Two Cases of Human T-Lymphotropic Virus Type I-Associated Myelopathy/Tropical Spastic Paraparesis Caused by Living-Donor Renal Transplantation

Department of Neurology, Brain Science Center, Sapporo City General Hospital, N11 W13, Chuo-ku, Sapporo 060-8604, Japan

Received 3 August 2016; Accepted 14 September 2016

Academic Editor: Isabella Laura Simone

Copyright © 2016 Yasutaka Tajima et al. This is an open access article distributed under the Creative Commons Attribution License, which permits unrestricted use, distribution, and reproduction in any medium, provided the original work is properly cited.
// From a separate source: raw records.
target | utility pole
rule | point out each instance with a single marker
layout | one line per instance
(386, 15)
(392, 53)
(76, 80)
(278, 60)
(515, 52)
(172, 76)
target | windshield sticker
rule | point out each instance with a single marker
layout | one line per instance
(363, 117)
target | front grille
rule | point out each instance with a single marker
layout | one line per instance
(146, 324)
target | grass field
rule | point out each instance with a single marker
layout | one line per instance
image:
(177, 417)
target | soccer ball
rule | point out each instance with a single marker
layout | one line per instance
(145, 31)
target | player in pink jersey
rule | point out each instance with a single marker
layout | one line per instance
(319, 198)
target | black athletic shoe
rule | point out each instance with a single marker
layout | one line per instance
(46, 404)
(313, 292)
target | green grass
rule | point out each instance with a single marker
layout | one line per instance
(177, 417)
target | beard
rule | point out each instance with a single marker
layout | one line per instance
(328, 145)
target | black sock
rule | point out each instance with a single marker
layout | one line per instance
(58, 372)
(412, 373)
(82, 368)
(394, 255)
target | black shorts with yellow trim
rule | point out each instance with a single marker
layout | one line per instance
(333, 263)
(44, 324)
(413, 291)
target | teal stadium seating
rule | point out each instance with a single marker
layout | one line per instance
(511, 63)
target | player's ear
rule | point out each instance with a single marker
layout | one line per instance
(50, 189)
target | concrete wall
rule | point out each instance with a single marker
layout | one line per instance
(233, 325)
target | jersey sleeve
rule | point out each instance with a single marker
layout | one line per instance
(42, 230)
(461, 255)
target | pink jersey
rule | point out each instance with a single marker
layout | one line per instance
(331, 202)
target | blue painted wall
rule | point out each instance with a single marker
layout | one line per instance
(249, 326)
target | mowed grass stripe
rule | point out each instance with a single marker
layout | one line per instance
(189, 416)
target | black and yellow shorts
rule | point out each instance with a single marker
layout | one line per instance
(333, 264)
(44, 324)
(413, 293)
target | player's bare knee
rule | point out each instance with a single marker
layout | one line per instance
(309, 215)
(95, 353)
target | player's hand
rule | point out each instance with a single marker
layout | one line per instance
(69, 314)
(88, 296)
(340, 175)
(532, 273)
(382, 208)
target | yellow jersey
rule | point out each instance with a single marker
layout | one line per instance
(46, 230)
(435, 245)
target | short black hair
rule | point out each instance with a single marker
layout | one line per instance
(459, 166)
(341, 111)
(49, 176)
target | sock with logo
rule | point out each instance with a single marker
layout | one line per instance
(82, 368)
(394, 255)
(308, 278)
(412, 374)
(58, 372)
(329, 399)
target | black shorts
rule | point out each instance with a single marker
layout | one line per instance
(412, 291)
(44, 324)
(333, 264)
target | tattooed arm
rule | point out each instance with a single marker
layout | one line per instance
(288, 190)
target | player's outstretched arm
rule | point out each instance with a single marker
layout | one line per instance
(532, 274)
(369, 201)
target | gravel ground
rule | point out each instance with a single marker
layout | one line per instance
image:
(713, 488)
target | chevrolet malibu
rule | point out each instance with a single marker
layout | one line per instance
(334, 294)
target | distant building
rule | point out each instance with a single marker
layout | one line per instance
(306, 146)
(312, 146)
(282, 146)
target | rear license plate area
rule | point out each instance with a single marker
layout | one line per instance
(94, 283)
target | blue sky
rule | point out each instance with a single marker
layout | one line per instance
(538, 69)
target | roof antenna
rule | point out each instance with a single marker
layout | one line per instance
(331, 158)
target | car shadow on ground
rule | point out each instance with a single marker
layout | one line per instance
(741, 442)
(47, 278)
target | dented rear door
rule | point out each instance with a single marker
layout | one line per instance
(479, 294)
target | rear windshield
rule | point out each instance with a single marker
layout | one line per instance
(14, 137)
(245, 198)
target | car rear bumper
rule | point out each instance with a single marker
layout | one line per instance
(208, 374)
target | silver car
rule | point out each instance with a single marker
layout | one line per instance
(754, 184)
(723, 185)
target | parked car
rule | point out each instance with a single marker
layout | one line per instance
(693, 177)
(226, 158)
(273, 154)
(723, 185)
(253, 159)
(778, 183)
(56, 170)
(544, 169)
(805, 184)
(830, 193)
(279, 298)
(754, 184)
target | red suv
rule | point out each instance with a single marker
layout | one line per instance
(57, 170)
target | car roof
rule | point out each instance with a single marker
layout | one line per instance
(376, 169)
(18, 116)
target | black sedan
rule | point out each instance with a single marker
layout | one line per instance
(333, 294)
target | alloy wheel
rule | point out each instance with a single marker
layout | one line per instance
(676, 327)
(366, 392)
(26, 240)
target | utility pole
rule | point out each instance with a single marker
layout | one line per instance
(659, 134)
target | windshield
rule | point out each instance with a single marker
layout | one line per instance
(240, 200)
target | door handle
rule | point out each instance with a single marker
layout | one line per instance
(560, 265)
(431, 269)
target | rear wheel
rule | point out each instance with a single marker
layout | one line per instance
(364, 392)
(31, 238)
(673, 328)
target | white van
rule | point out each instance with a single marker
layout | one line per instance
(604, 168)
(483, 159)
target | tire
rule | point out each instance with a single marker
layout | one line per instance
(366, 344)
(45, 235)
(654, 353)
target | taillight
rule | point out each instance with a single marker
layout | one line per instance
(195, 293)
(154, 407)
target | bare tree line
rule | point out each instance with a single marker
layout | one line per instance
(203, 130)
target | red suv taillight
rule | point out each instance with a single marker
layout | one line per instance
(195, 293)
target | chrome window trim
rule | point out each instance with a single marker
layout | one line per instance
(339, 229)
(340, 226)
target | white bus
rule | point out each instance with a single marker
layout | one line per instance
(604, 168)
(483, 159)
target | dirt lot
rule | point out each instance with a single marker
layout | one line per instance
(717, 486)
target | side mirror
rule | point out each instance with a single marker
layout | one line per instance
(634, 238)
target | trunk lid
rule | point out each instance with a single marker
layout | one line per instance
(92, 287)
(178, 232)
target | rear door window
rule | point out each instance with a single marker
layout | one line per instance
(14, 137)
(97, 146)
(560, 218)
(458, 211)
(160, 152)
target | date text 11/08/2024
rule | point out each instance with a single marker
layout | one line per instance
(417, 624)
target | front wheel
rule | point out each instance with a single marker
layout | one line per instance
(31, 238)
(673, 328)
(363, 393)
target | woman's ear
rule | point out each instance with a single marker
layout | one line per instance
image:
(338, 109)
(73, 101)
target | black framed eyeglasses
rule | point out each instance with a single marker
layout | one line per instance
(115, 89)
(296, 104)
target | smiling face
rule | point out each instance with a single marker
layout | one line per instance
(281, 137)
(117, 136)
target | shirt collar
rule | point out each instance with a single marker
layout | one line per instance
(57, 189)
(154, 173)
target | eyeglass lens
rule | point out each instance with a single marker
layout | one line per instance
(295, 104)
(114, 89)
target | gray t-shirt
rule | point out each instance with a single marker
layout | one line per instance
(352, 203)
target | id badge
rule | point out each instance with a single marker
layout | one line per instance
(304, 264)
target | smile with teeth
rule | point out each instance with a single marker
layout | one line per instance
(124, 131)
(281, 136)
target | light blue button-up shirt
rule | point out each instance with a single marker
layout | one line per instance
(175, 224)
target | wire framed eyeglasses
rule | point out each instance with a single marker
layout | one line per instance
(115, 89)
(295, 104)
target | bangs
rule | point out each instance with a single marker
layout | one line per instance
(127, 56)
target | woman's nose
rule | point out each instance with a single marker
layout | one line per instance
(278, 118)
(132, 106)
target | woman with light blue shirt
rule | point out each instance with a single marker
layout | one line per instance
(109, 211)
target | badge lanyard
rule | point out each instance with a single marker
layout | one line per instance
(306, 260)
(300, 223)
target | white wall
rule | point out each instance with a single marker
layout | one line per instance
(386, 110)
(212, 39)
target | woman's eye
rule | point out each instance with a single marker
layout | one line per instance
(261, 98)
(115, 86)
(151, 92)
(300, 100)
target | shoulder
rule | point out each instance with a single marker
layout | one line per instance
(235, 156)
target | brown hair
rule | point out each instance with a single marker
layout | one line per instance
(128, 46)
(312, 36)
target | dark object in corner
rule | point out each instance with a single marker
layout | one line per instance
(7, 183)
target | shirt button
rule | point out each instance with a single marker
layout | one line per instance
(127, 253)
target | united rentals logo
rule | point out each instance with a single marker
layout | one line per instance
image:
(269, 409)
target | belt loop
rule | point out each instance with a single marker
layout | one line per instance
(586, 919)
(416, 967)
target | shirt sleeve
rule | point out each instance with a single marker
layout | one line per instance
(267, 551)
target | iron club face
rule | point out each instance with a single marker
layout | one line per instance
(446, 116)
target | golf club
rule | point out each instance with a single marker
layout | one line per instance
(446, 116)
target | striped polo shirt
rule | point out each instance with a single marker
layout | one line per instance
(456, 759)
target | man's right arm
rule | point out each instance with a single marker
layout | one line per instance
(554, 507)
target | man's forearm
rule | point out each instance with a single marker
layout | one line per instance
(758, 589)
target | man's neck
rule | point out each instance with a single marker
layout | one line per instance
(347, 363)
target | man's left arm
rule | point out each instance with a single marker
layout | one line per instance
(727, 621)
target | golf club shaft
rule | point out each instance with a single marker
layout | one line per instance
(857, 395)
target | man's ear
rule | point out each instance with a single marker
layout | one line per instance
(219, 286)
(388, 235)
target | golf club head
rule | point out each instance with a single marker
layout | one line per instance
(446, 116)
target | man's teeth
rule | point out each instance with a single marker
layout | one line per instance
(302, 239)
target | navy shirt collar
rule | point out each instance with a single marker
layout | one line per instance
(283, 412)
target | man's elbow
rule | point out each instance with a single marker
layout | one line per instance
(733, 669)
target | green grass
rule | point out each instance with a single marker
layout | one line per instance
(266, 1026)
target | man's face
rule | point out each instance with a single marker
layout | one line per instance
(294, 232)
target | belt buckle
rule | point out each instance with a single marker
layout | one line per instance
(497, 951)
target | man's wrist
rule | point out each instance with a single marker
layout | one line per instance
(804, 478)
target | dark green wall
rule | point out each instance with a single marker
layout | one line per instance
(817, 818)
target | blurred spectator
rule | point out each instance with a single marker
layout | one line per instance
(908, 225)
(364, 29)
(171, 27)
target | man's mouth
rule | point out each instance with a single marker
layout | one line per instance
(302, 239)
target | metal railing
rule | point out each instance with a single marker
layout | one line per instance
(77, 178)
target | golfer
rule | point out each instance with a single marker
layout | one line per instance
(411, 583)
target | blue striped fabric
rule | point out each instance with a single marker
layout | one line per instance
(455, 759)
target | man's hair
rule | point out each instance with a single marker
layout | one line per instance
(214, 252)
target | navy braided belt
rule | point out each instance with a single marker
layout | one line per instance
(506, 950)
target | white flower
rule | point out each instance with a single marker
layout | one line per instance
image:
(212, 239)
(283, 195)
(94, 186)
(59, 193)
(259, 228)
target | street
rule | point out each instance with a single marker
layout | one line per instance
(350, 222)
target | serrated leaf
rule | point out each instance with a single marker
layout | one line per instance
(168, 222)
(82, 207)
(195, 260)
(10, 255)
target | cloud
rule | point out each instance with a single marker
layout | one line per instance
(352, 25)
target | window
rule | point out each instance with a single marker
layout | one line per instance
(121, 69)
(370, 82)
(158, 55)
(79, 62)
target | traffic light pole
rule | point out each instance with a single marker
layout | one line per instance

In rare instances, recipients of organ transplants from human T-lymphotropic virus type I- (HTLV-I-) positive donors reportedly developed neurologic symptoms due to HTLV-I-associated myelopathy (HAM). We present herein two cases of HAM associated with renal transplantation from HTLV-I seropositive living-donors. The first patient was a 42-year-old woman with chronic renal failure for twelve years and seronegative for HTLV-I. She underwent renal transplantation with her HTLV-I seropositive mother as the donor, and she developed HAM three years after the transplantation. The second patient was a 65-year-old man who had been suffering from diabetic nephropathy. He was seronegative for HTLV-I and underwent renal transplantation one year previously, with his HTLV-I seropositive wife as the donor. He developed HAM eight months after renal transplantation. Both cases showed neurological improvements after the immunomodulating therapies. We tried to shed some light on the understanding of immunological mechanisms of transplantation-associated HAM, focusing on therapeutic strategies based on the immunopathogenesis of the condition.